En síntesis, los padres pagan más por la educación obligatoria, dedican excesivos recursos (tiempo y dinero) a enseñar aprendizajes escolares a sus hijos fuera del horario lectivo y asumen más responsabilidades en la elección de centro. Es así como el Estado descarga buena parte de la garantía del derecho a la educación en otro agente que, en muchos casos, no tiene capacidad para garantizarlo ni desarrollarlo. Se trata de pasos sigilosos, pero firmes, hacia la mutación de un derecho universal que debe garantizar el Estado en un bien de mercado, condicionado por los recursos económicos y culturales de cada uno. Un proceso que conduce a una agudización de la inequidad educativa y social, porque reduce la capacidad del sistema educativo de compensar las desigualdades de partida entre los alumnos. La educación se concibe, en este contexto, como mero capital, y el sistema educativo como la arena en la que las familias compiten para conseguir más capital y valor añadido. En este escenario, las familias se adaptan y rivalizan. Hay ganadores y perdedores. Y pierden quienes disponen de menos recursos y son menos conscientes de que, efectivamente, están compitiendo.

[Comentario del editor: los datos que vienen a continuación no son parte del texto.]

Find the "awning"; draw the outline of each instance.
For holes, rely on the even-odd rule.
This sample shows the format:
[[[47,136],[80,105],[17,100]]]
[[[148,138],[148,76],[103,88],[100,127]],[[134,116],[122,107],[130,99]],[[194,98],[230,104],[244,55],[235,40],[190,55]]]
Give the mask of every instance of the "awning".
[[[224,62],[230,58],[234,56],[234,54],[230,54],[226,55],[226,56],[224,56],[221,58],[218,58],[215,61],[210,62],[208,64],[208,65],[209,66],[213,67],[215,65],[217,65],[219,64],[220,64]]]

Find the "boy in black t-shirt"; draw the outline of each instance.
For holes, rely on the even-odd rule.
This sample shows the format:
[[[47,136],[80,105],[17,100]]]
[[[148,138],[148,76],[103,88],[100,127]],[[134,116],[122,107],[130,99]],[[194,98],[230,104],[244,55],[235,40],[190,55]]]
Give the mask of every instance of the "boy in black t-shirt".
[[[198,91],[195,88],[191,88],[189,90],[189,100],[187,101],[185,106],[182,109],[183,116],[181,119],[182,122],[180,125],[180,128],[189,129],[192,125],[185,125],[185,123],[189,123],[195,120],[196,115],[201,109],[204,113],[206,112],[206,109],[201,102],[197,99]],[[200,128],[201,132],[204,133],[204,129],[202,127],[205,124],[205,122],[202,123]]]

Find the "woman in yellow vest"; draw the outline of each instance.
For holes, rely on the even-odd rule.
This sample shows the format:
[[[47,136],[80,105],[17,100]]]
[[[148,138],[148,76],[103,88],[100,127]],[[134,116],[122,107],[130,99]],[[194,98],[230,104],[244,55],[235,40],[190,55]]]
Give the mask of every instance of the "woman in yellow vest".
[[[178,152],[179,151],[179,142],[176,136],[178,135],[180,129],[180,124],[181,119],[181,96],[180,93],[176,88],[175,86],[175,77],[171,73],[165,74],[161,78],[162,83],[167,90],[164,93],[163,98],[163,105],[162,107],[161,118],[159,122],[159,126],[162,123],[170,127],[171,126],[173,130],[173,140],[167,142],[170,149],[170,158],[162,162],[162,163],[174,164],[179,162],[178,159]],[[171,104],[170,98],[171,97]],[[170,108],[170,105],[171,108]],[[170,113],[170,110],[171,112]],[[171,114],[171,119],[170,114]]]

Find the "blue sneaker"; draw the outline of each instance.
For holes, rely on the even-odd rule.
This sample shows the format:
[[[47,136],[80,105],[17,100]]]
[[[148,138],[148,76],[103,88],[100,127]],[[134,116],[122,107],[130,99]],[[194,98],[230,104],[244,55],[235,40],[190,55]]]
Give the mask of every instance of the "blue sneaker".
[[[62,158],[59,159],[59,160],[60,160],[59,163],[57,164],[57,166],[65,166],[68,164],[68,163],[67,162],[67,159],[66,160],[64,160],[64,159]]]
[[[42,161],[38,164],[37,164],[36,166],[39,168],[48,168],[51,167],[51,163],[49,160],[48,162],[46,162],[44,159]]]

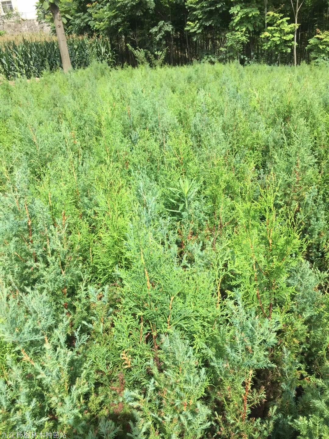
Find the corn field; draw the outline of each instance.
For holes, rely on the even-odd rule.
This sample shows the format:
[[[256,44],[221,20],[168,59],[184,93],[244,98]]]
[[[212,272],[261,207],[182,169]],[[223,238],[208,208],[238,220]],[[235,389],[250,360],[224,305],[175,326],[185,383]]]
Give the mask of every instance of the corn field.
[[[86,68],[94,60],[109,65],[114,63],[108,38],[73,36],[68,39],[68,45],[74,68]],[[45,70],[53,72],[61,66],[59,48],[54,36],[36,34],[0,38],[0,75],[8,79],[40,76]]]

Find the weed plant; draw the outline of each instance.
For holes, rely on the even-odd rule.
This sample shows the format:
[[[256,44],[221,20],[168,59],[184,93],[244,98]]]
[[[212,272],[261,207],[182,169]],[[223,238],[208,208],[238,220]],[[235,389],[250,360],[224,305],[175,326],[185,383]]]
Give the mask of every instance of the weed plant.
[[[329,72],[0,86],[0,432],[329,437]]]

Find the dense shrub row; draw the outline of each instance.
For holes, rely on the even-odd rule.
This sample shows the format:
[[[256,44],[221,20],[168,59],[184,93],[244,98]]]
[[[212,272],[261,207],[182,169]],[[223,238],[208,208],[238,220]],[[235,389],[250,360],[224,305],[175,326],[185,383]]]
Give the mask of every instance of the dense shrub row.
[[[329,437],[329,73],[0,86],[0,431]]]

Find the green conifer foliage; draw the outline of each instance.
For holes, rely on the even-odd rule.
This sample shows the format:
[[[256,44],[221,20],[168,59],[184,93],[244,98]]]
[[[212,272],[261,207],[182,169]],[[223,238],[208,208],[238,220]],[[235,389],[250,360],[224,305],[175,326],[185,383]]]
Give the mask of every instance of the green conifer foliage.
[[[0,85],[1,433],[328,436],[329,80]]]

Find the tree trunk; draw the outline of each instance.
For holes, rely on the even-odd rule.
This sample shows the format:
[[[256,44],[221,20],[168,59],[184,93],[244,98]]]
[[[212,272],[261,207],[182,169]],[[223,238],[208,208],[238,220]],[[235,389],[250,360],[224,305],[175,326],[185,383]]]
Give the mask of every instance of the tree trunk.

La competición educativa individualiza la culpa (en el alumnado, en las familias) como si todos partieran del mismo punto, como si las desigualdades de origen no existieran, y omiten que una de las funciones ineludibles del sistema educativo es compensarlas. Pero la educación no es un recurso excluyente, sino que puede multiplicarse; no es capital, sino un derecho con valor en sí mismo. La cuestión de fondo, por tanto, tiene que ver con la idea de ciudadanía y de justicia social. El derecho a la educación no puede consistir solo en ofrecer una plaza escolar, sino en proveer una educación que “tiene por objeto el pleno desarrollo de la personalidad humana” (Constitución Española, art. 27). Si además es sabido que equidad y calidad educativa deben ir de la mano, es posible concebir el sistema educativo no como un mercado en el que competir, sino como el espacio que desarrolle una educación de calidad para todo el alumnado.